Programming is my favourite hobby for now more than 30 years. At the age of 16 I sat in the auditorium as one of the winners of the “Golden Disk”, a programming competition of the BMFT, and heard Heinz Nixdorf say in his laudatory speech: “I know how you feel now. I know about the enthusiasm to create new technology, but don’t get stuck in that, I tell you, life is even more colourful!”
In the years that followed, I programmed a video game that was sold internationally, developed system software for highend graphics cards and online banking applications. As a real computer nerd I actually hadn’t really heared the words of Heinz Nixdorf until 15 years later, when an illness forced me to modify my professional life and let completely new topics enter my life. For one I decided from now on to only do what I really wanted to do.
Following this turning point I did knowledge management consulting, with the human being in the center - knowledge always resides between two ears. Later I cofounded a publishing house around the thoughts that had helped me through my illness and beyond. After this I became a teacher because I wanted to introduce programming and the wonderful culture of collaboration in this field to the current generation of students.

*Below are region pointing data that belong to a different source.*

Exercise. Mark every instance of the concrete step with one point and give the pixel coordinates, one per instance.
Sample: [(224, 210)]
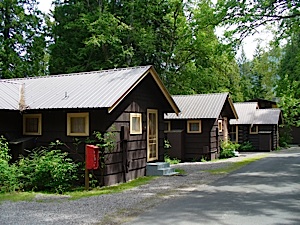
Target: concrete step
[(160, 169)]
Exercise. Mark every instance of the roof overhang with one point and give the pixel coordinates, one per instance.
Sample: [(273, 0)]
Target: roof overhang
[(159, 83), (232, 107)]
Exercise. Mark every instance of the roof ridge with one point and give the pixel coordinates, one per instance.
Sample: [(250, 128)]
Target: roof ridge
[(221, 93), (79, 73)]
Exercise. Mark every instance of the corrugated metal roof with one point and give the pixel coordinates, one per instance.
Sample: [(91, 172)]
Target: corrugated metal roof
[(9, 95), (249, 113), (245, 111), (267, 116), (199, 106), (99, 89)]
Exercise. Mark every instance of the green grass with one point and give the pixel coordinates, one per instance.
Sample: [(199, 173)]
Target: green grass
[(110, 189), (180, 171), (80, 193), (236, 165)]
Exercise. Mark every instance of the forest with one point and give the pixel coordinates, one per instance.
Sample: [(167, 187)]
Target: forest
[(178, 37)]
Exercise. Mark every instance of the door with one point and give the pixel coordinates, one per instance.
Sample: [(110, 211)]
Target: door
[(225, 128), (152, 135)]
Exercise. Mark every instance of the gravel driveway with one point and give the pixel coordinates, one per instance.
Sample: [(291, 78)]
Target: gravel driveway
[(112, 208)]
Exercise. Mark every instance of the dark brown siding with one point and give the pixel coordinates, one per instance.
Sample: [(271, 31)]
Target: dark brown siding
[(244, 135), (124, 163), (195, 146)]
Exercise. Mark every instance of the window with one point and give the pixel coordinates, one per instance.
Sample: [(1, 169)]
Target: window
[(234, 133), (254, 129), (167, 126), (78, 124), (32, 124), (194, 126), (136, 123), (220, 125)]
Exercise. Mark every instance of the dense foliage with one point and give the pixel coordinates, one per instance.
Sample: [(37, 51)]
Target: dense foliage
[(228, 149), (22, 39), (43, 169)]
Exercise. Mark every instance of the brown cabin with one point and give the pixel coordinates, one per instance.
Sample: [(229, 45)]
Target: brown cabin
[(197, 131), (131, 102), (258, 126)]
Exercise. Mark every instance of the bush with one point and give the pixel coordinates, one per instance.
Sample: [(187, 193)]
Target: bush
[(246, 146), (8, 177), (171, 160), (45, 169), (228, 149)]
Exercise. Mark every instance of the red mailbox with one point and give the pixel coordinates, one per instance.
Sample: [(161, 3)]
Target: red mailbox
[(91, 157)]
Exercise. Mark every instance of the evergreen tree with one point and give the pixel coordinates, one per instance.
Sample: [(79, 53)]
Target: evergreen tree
[(22, 39)]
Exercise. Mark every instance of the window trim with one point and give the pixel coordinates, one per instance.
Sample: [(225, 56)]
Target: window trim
[(236, 133), (39, 117), (220, 125), (72, 115), (191, 122), (136, 115), (256, 129), (169, 125)]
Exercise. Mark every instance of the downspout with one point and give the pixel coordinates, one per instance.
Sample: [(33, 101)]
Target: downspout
[(22, 105)]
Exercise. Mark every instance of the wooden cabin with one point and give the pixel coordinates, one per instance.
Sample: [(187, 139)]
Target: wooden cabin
[(131, 102), (196, 133), (258, 126)]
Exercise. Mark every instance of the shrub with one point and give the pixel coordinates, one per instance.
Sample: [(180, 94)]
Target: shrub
[(8, 177), (246, 146), (171, 160), (46, 169), (228, 149)]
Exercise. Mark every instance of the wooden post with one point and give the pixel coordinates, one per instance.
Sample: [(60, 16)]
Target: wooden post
[(87, 179)]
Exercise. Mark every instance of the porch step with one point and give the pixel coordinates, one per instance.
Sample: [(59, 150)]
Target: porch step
[(160, 169)]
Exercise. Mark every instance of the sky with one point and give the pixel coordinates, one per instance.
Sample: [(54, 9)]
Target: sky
[(249, 43)]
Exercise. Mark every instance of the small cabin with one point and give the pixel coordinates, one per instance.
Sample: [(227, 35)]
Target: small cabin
[(196, 133), (130, 102), (258, 126)]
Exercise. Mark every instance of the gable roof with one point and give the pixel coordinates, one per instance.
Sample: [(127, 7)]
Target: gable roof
[(98, 89), (245, 111), (249, 113), (200, 106), (267, 116)]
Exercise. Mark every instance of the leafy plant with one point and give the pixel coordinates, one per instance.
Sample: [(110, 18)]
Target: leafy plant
[(8, 173), (170, 160), (167, 144), (46, 169), (228, 149), (246, 146)]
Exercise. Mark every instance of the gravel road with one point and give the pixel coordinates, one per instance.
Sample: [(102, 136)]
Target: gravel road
[(112, 208)]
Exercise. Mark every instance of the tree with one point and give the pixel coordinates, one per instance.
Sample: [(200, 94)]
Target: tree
[(22, 39), (247, 16)]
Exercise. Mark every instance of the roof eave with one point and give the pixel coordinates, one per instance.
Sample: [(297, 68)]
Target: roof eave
[(158, 81)]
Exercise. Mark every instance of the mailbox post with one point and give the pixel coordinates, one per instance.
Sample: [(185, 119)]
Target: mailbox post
[(91, 161)]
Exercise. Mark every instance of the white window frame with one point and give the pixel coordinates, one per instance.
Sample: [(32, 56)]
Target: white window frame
[(191, 122), (220, 126), (169, 125), (32, 116), (256, 129), (236, 128), (139, 116), (85, 115)]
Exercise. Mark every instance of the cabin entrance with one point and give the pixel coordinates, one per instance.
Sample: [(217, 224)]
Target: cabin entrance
[(152, 135)]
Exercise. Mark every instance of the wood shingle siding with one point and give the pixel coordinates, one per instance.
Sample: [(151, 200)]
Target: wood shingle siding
[(209, 109), (125, 91)]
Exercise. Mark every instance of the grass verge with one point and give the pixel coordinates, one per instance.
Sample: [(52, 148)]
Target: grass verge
[(180, 171), (80, 193), (236, 165), (111, 189)]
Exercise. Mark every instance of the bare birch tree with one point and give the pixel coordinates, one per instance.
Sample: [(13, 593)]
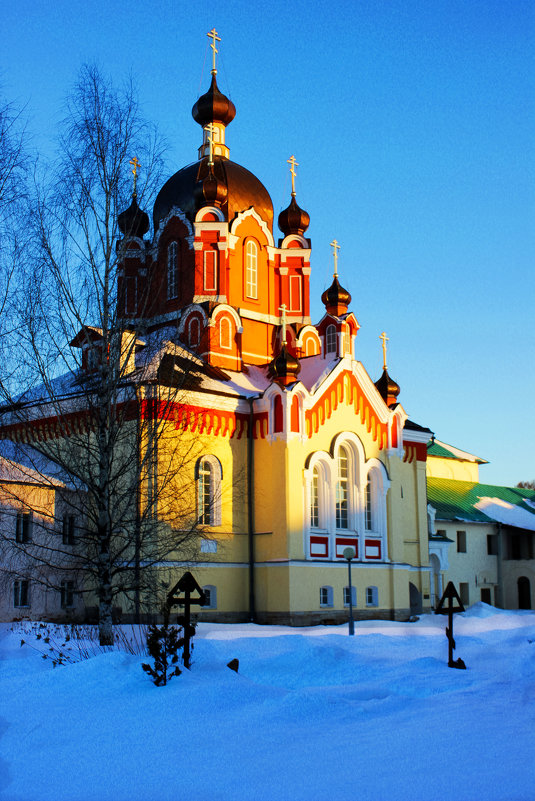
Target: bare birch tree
[(91, 407)]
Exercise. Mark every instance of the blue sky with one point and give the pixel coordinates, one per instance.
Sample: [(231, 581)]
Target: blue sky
[(414, 127)]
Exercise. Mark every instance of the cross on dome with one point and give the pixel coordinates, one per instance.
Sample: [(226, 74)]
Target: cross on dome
[(215, 38), (135, 164), (336, 247), (384, 339), (293, 164), (282, 309)]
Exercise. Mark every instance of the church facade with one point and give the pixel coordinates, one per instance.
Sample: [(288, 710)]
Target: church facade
[(301, 454)]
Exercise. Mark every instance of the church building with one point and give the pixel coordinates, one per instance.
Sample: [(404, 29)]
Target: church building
[(301, 454)]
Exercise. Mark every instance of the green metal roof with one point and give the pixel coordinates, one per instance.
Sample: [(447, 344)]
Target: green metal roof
[(456, 500), (437, 448)]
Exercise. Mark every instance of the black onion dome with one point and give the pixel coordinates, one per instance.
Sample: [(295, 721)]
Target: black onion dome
[(293, 220), (213, 106), (388, 388), (243, 191), (284, 365), (210, 191), (133, 221), (336, 295)]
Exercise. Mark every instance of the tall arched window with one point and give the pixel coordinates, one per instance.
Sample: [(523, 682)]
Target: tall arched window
[(251, 269), (315, 499), (330, 339), (209, 491), (368, 507), (225, 333), (342, 490), (172, 271)]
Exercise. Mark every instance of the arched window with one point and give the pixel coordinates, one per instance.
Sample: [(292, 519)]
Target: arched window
[(225, 333), (315, 499), (209, 491), (210, 594), (194, 331), (342, 490), (330, 339), (295, 414), (368, 507), (172, 271), (278, 416), (251, 269)]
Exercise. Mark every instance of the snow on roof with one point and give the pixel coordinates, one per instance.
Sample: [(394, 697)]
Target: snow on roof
[(481, 503), (445, 451)]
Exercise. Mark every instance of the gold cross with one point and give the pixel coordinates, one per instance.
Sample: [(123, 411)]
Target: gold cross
[(336, 247), (283, 322), (293, 164), (135, 164), (210, 137), (215, 38), (384, 339)]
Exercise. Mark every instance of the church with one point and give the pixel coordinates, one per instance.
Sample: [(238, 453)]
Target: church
[(301, 454)]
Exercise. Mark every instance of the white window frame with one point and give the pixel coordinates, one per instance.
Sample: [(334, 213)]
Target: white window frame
[(295, 293), (326, 597), (225, 341), (330, 339), (210, 255), (67, 591), (372, 596), (23, 527), (251, 269), (172, 270), (21, 599), (211, 594), (345, 596), (209, 477)]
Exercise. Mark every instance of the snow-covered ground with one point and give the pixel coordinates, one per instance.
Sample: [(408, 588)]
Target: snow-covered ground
[(312, 714)]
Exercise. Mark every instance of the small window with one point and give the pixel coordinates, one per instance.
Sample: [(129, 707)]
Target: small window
[(210, 593), (194, 335), (372, 596), (326, 596), (314, 500), (210, 270), (21, 593), (23, 532), (251, 269), (208, 474), (295, 293), (353, 596), (225, 333), (330, 339), (67, 594), (69, 525), (342, 491), (368, 507), (172, 271)]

In these three steps, I wrote three books: one about Knowledge Communities, one about some outrageously provocative secrets in Goethe’s Faust and a novel in which teenagers recapture the Internet from global corporations and intelligence agencies.
And then, almost 19 years after my career change, I went back to where I started: to software development, home I would say. Meanwhile there were Nodejs, React and Redux, Jest and Enzyme and Stackoverflow, git, AWS and Heroku and Bitbucket Pipelines. Crazy new things. It took me a year to get in there and another year to get really running and being able to “play” again. Here I am today.